L’investissement hors hydrocarbures en Algérie, porteur de croissance et créateur d’emplois, est victime de nombreux freins dont les principaux restent l’omniprésence de la bureaucratie et la corruption qui freinent la mise en œuvre d’affaires, ainsi que l’extension de la sphère informelle qui contrôle plus de 40% de la masse monétaire en circulation. Le terrorisme bureaucratique représente à lui seul plus de 50 % des freins à l’investissement, son élimination implique "l’amélioration de la gouvernance et une plus grande visibilité et cohérence dans la démarche de la politique socio-économique.

.

La nécessaire réforme
du système financier

.

La réforme du système financier, cœur des réformes, est essentiel pour attirer l’investisseur afin de sortir de la léthargie et de la marginalisation le secteur privé, puisque les banques publiques, qui continuent à accaparer 90 % des crédits octroyés, ont carrément été saignées par les entreprises publiques du fait d’un assainissement qui, selon les données récentes (2021), a coûté au trésor public du premier ministère ces trente dernières années environ 250 milliards de dollars, sans compter les réévaluations répétées durant les dix dernières années de plus de 65 milliards de dollars, entraînant des recapitalisations répétées des banques malades de leurs clients.

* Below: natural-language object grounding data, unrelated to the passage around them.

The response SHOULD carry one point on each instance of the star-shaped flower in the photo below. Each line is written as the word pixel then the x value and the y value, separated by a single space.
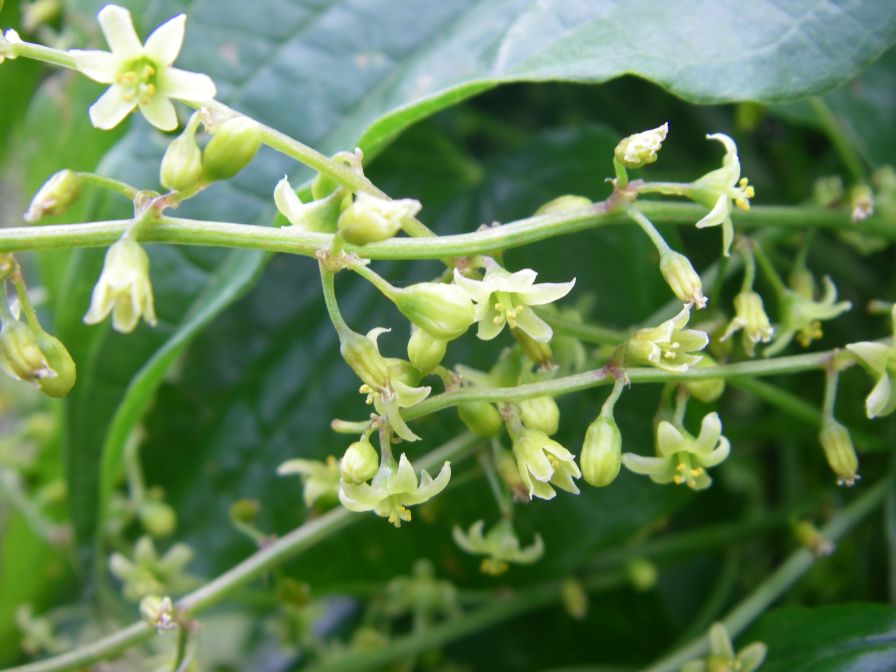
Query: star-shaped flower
pixel 880 360
pixel 394 488
pixel 500 546
pixel 681 458
pixel 720 188
pixel 668 346
pixel 503 298
pixel 140 74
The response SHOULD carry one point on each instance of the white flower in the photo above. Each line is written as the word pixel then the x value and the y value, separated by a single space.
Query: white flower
pixel 719 188
pixel 123 288
pixel 503 298
pixel 394 488
pixel 140 74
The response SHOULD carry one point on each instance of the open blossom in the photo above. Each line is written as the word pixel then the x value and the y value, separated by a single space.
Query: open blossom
pixel 140 74
pixel 681 458
pixel 880 360
pixel 720 188
pixel 393 489
pixel 503 298
pixel 500 546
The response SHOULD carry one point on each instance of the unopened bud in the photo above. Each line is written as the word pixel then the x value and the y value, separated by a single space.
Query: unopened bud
pixel 425 351
pixel 682 278
pixel 540 413
pixel 56 194
pixel 360 462
pixel 564 203
pixel 640 149
pixel 231 148
pixel 601 455
pixel 480 417
pixel 181 167
pixel 370 219
pixel 839 451
pixel 444 311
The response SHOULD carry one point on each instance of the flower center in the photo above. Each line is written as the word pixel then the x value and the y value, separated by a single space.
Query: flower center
pixel 138 79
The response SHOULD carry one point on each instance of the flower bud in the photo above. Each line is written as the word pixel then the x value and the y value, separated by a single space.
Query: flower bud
pixel 181 166
pixel 444 311
pixel 481 418
pixel 839 451
pixel 425 351
pixel 601 455
pixel 56 194
pixel 231 148
pixel 682 278
pixel 640 149
pixel 540 413
pixel 360 462
pixel 563 203
pixel 371 219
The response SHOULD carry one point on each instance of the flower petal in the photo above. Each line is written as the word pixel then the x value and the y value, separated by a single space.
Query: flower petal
pixel 100 66
pixel 118 29
pixel 184 85
pixel 160 112
pixel 110 108
pixel 165 42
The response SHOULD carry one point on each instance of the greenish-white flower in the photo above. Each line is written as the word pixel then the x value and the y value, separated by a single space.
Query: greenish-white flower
pixel 542 463
pixel 140 74
pixel 393 489
pixel 681 458
pixel 123 288
pixel 880 360
pixel 668 346
pixel 503 298
pixel 500 546
pixel 720 188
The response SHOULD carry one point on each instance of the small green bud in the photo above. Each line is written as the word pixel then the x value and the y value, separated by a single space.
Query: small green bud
pixel 157 518
pixel 601 455
pixel 839 451
pixel 231 148
pixel 362 355
pixel 707 390
pixel 370 219
pixel 424 350
pixel 564 203
pixel 56 194
pixel 540 413
pixel 181 167
pixel 640 149
pixel 682 278
pixel 481 418
pixel 360 462
pixel 444 311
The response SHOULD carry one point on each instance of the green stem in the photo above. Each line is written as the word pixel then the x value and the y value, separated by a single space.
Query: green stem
pixel 779 581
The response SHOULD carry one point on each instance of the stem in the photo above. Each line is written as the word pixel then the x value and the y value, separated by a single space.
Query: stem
pixel 779 581
pixel 302 538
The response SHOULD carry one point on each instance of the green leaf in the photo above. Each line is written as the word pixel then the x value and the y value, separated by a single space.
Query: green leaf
pixel 837 638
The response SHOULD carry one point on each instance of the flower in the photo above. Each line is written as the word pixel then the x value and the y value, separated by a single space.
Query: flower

Enfin comme frein à l’investissement hors hydrocarbures, l’absence d’un marché foncier où la majorité des wilayas livrent des terrains à des prix exorbitants, souvent sans utilités (routes, téléphone, électricité/gaz, assainissements etc.) et l’inadaptation du marché du travail à la demande, renvoyant à la réforme du système socio-éducatif et de la formation professionnelle, usines à fabriquer de futurs chômeurs.

.

Le mirage d’un bond à court
terme des exportations

.

D’où l’importance de rappeler les principales dispositions de la loi de finances 2022, adoptée par l’APN.
Le PLF 2022 se base sur un cours de 45 dollars le baril du Brent et un prix du marché de 50 dollars. Il faudra être réaliste… si les projets du fer de Gara Djebilet et du phosphate de Tebessa commencent leur production en 2022, l’investissement de ces deux projets étant estimé à environ 15 milliards de dollars, tandis que le coût du projet du gazoduc Nigeria/Algérie est estimé à plus de 20 milliards de dollars par l’Europe.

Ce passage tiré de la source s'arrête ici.